It’s easy. Just relax, and let the music flow through you.

(ALFRED hesitantly takes the flute and stands up, putting his mouth to it. After a few practice notes, he begins to play a soft ballad which escalades into a full piece of music. As he plays, the other patrons of the airport walk by and drop money in front of him. As he plays, HECTOR stands, smiles and walks away in silence. When he finally finishes, ALFRED looks around, then looks down at all the money, smiles and picks it up.)

ALFRED
Hector, I don’t know how to--Hector?
(Looks around for him and shrugs.)
Thanks, Homely Hector.
(Flute in one hand and money in the other, smiles at the audience, takes a deep breath and walks offstage. Curtain.)


----------



## Olly Buckle (May 3, 2009)

"At Rise: ALFRED stands at the payphone, speaking his wife while KATHY"

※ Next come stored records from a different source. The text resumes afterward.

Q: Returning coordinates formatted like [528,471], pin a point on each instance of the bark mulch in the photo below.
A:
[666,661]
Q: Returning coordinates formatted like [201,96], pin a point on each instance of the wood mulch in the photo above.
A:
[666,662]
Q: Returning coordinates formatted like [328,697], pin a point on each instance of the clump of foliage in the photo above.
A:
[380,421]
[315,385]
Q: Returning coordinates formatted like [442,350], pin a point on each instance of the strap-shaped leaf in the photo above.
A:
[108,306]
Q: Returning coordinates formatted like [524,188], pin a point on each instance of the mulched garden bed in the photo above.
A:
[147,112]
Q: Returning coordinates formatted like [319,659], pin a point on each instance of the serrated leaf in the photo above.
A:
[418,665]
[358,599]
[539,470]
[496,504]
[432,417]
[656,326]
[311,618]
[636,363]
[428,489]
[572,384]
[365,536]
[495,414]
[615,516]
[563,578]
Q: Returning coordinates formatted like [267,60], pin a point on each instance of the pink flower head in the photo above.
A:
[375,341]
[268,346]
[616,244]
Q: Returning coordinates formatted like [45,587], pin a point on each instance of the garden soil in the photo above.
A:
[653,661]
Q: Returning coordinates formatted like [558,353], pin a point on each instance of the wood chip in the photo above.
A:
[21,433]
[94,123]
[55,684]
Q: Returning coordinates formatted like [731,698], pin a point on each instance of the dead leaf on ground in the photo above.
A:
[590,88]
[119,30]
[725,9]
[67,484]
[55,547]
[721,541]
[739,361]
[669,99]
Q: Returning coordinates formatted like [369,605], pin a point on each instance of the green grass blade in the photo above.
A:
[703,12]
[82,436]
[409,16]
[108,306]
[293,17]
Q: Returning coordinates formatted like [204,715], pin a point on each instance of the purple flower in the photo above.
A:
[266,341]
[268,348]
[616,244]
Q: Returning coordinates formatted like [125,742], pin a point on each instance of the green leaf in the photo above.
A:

At Rise: ALFRED stands at the payphone, speaking to his wife. KATHY...

Unimportant but the only thing that struck me.

Of course I don't know where you are going, but nobody plays a real flute just like that so Hector must be a bit unworldly. Why not make him really asleep but aware of the real world at the same time if that is the case? Give him a bit more other worldliness and take out the deception angle.


----------



## Monkuta (May 3, 2009)

Mm... Good idea. I like that. Thanks.
I was sort of trying to keep him simple while unworldly, but I'll try it.


----------



## fantasy girl (May 5, 2009)

i liked it, i would love to read more as it realy intreasted me. what happenes in the rest of the script. again it was realy good and i would love to read more


----------



## Monkuta (May 5, 2009)

Honestly, I wrote it as a short play. Anything after this, I meant to leave to the reader's imagination. But I could take a crack at continuing it.


----------



## fantasy girl (May 5, 2009)

i think you should as it has great potential


----------